In a three-hospital tertiary health care system (875 total beds), a major initiative to improve outcomes through a more refined use of health informatics was undertaken. The initial work of building the template for analysis was conducted at the largest of the system facilities with 430 beds. In collaboration with members of the clinical analytics team, DRG and comorbidity data were examined through an analysis of administrative and quality outcomes data from Horizon Performance Manager by McKesson and the Midas Plus Care Management system. Patient profiles were developed that aligned the discharge DRG with associated comorbidities on a hospital-wide and then on a unit-specific basis. This study explores the link between the patient profile using DRGs and comorbidities (ICD-9 codes) and the occurrence of nurse sensitive indicators. Data including 100% of discharged patients for a particular unit for a given 12-month period were used. Data were then sorted according to the top DRGs and comorbidities to produce a DRG profile for each unit. DRGs and comorbidities were sorted so as to create a dataset organized into “buckets” to create an 80-20 percent split of the patient population. The bucketed data set was rank ordered to produce a profile that represented 80 % of the patients on the particular unit. Associated comorbidities were aligned with these DRGs. The same process of analysis was used for the remaining 20% of the DRGs and comorbidities. This methodology sorts out the patient population that is typical (80 percent) and consistently seen on each unit. Level of nurse competency is viewed as high due to the predictability of characteristics of patients admitted to the units. This research hypothesizes that there is a higher likelihood of poor outcomes on nurse-sensitive indicators due to the existence of patients who make up the 20% of the patient population.
DRG and comorbidity data were summarized for each hospital unit (26 units). Correlations were conducted among the DRGs and comorbidities with nurse-sensitive outcomes for the 80% patient population and links to the nurse-sensitive indicators were evaluated. The same analyses were conducted on the 20% patient population. The analysis completed on this specific unit was limited on the number of cases with nurse sensitive indicators and therefore was insufficient to determine significance. The variety of DRGs and comorbidities within the unit was telling and revealed important implications for patient safety, nurse staffing, and patient education. A key outcome of this analysis is the identification of patients with more comorbidities that were identified as part of the case profile. These cases were associated with falls. This analysis produced micro level data about the patient condition that can now be linked to specific patient populations at the micro rather than macro level. These micro level data are critical as they inform manager and clinician decision making. Analyses on 26 additional units and across the 2 other hospitals are in progress and will be reported out as part of the presentation of this study.

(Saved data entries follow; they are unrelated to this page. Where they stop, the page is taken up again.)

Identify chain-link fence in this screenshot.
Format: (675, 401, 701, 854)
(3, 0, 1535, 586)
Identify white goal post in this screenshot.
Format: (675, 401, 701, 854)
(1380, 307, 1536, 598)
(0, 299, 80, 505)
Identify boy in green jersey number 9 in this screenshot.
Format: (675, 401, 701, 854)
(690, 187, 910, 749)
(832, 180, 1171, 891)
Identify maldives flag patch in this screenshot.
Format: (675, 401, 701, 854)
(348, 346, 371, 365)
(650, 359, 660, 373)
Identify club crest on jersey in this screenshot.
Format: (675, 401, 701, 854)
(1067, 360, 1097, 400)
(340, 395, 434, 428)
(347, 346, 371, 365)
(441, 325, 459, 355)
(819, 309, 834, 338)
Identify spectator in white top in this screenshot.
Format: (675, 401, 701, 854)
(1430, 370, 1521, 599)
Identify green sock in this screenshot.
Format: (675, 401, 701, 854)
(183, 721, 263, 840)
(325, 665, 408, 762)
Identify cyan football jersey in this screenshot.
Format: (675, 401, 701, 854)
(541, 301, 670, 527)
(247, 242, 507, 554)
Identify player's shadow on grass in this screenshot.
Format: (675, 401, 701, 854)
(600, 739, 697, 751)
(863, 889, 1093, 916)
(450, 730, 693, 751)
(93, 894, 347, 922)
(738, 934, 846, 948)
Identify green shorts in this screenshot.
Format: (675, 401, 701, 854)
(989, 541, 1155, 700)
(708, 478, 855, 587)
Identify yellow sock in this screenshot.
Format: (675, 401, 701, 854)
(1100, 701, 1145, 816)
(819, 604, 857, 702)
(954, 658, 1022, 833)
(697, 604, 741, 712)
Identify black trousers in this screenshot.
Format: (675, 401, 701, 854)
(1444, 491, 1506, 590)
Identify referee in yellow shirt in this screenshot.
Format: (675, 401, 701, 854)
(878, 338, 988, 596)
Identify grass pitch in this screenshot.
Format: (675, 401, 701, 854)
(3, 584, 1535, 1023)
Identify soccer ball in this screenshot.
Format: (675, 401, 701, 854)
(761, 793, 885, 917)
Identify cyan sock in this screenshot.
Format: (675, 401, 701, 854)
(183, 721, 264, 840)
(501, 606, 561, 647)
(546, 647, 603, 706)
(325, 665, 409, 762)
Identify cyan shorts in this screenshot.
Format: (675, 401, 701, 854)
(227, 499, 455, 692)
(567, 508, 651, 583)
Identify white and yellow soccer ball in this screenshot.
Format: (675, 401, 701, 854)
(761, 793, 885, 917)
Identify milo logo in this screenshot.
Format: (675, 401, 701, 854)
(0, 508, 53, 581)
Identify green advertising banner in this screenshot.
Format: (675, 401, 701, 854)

An important finding is that, based on the current health information systems, there may not be a clear cut means to analyze the link of DRG and comorbidity data with nurse-sensitive indicators due to limitations of the existing data in quality and administrative datasets. This finding is important for clinical analytics improvement as it is vital that they build the capacity to retrieve the correct information from existing data systems in an efficient and useable manner.
This unique approach to population health and the organization of data that generates a more refined patient profile will serve to improve the quality of care and clinical and management decision-making, decision making that impacts resource allocation for education, staffing, patient placement, RN competency, and interprofessional collaboration.